Monday, July 8, 2019
Really Big Bird Found In Crimea
That establishes that giant birds were a global thing. we only see a fossil here and a fossil there. The real genus could well have been multiple species which simply have not come down to us in fossil form.
I also think that much of this all survived until the Pleistocene Nonconformity which knocked out large creatures in the northern Hemisphere. This at least confirms existence.
We make a lot of assumptions regarding the rise and fall of species. I do suspect that a lot of this is misplaced. Here we have a first fossil which tells us of thousands and millions of years. Yet this did not exist until now. We really do not have enough real data..
Really Big Bird Found In Crimea
By Gemma Tarlach |
June 26, 2019 7:00 pm
Artist’s rendering of the Black Sea big bird Pachystruthio, which researchers estimate was comparable to Madagascar’s elephant birds and New Zealand’s moa. (Credit: Andrey Atuchin)
Towering more than ten feet tall and weighing in at about 1,000 pounds, big bird Pachystruthio was a big deal. The animal, which weighed about as much as a male polar bear, roamed the Black Sea peninsula of Crimea. That’s thousands of miles — and across the equator — from the better-known avian giants.
The earliest members of the genus Homo outside of Africa may have hunted Pachystruthio. But it’s unclear whether they would have been successful. The researchers behind the find say, unlike Madagascar’s large but lumbering elephant birds, this big bird was fast.

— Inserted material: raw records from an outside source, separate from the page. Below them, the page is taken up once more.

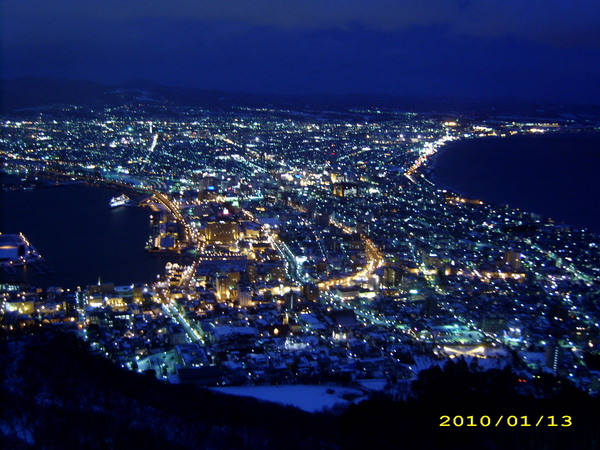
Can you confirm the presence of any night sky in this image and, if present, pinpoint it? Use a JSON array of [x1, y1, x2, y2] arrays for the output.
[[0, 0, 600, 104]]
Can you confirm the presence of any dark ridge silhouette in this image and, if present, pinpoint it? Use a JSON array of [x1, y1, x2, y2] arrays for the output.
[[0, 77, 600, 118]]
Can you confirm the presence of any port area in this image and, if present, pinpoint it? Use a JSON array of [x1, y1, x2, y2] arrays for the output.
[[0, 233, 47, 273]]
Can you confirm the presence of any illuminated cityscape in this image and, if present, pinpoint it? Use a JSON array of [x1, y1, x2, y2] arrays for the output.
[[1, 101, 600, 396]]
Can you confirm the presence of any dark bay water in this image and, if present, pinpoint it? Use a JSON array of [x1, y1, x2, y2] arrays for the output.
[[432, 134, 600, 233], [0, 186, 173, 288]]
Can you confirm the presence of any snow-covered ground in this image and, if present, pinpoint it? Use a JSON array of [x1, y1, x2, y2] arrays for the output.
[[211, 385, 366, 412]]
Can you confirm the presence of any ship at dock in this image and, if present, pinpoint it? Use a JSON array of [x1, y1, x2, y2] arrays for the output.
[[110, 194, 131, 208]]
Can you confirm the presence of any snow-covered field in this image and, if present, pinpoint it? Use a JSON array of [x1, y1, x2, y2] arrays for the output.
[[211, 385, 366, 412]]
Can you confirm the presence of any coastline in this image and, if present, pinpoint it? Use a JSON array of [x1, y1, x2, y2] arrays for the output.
[[420, 132, 600, 234], [0, 184, 173, 288]]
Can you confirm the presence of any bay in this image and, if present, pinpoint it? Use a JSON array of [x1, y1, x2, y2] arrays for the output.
[[432, 133, 600, 234], [0, 185, 169, 288]]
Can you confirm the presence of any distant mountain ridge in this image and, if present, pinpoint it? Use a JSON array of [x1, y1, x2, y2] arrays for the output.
[[0, 77, 600, 117]]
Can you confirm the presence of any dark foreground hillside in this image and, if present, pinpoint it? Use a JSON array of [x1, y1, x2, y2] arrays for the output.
[[0, 333, 600, 449]]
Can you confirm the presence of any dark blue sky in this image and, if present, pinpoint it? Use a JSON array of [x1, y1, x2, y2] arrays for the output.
[[1, 0, 600, 104]]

The animal’s massive thighbone turned up in central Crimea’s Taurida Cave, a site discovered only last year during a road construction project. Initial excavations at the cave have revealed an entire ecosystem of ancient giant deer, bison, saber-toothed cats and several other animals.
Researchers calculated the animal’s size as comparable to that of the giant extinct birds of the Southern Hemisphere, including New Zealand’s moa and the elephant birds of Madagascar.
Like a Mega-Ostrich
With an estimated weight of just over 450kg (about 990 pounds), Pachystruthio would have been about three times larger than today’s ostriches. The modern birds get up to about 150kg.

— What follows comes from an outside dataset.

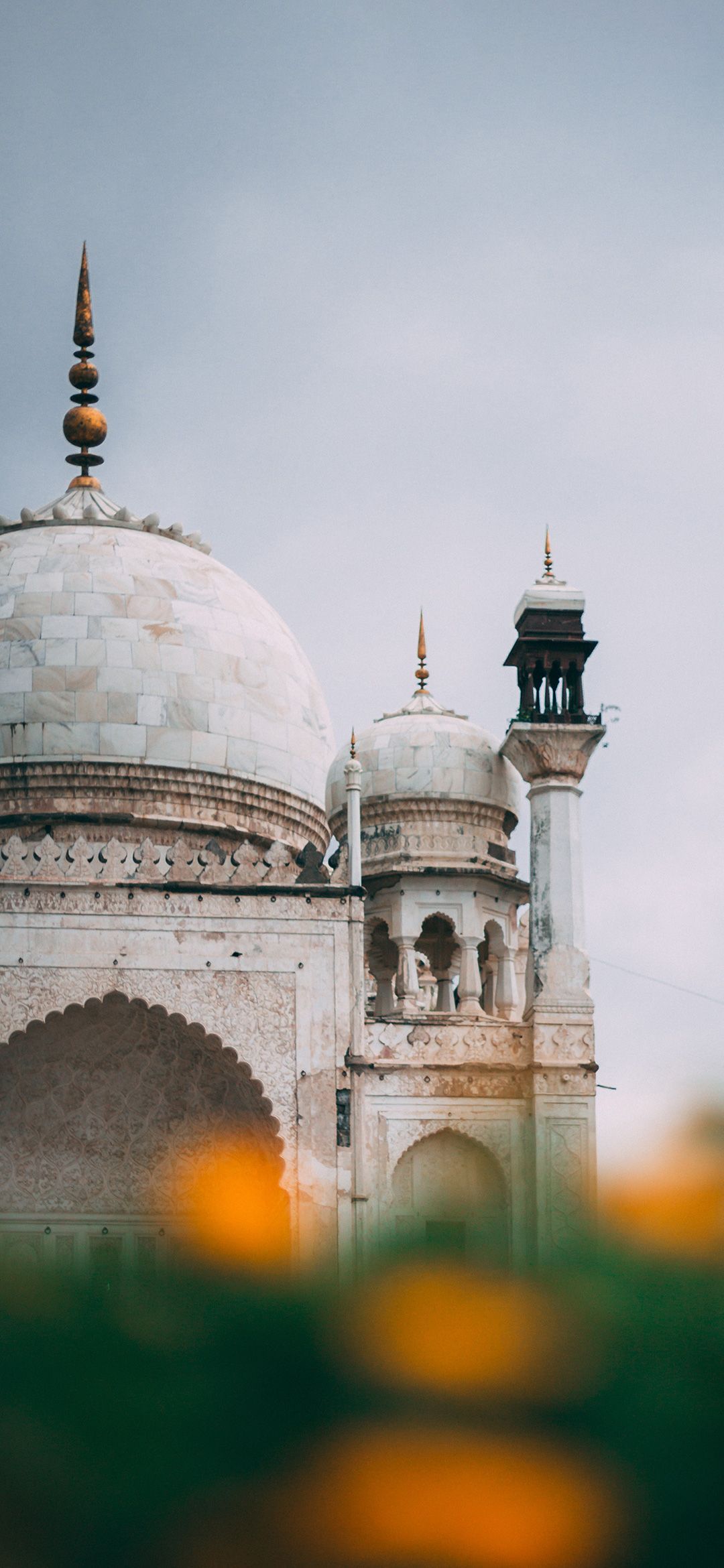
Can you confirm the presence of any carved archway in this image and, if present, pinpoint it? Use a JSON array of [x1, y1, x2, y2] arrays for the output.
[[390, 1127, 509, 1260], [0, 991, 282, 1230]]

By contrast, the largest of the elephant birds weighed an estimated 650kg (1,430 pounds).
Unlike the femurs of elephant birds, however, Pachystruthio’s thighbone is more slender and similar to that of a modern ostrich. That suggests the big bird may have been more of a runner than elephant birds, which researchers now think foraged at night.

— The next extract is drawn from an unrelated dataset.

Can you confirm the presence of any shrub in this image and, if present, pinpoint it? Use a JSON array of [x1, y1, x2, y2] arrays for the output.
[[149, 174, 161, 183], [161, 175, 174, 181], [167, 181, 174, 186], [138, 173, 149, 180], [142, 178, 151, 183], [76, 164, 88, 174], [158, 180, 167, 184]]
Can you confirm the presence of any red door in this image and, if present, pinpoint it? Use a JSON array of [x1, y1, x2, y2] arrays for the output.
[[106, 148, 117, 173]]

A more fleet-footed mega-ostrich makes sense for Pachystruthio. Madagascar’s elephant birds lived on an island with no significant threat of predation (until our species showed up, that is). Pachystruthio had no such luck. Other fossils found at Taurida Cave include saber-toothed cats, giant hyenas and giant cheetahs.
Possible Prehistoric Meal On The Run
Researchers place the most likely age of Pachystruthio at 1.7 million-1.8 million years old. Although the Taurida Cave femur is the largest of any bird in the Northern Hemisphere, it’s got company, both in age and size.
The Taurida Pachystruthio fossil is likely about as old as two similar femurs found roughly 500 miles to the southeast in Dmanisi, a crucial paleontological site in the Republic of Georgia. The Dmanisi femurs are just a little smaller, at 380 and 385 mm compared with the 390-millimeter length of the Taurida thighbone (for Imperial system holdouts, that’s a range of 14.9-15.3 inches).
Dmanisi is home to the oldest hominin fossils outside of Africa, the earliest of which is about 1.87 million years old. Although formally classified as a subspecies of Homo erectus, the Dmanisi hominins remain somewhat of a riddle due to their unique mix of features.
The ages of fossils at both Dmanisi and Taurida suggest that early members of our genus shared territory with the big birds. It’s easy to imagine our distant ancestors collecting their eggs and shed feathers as resources. Early hominins may have even hunted them for meat — or at least sprinted in the same direction as the big birds while running from the ecosystem’s toothier members.
The research appears today in the Journal of Vertebrate Paleontology.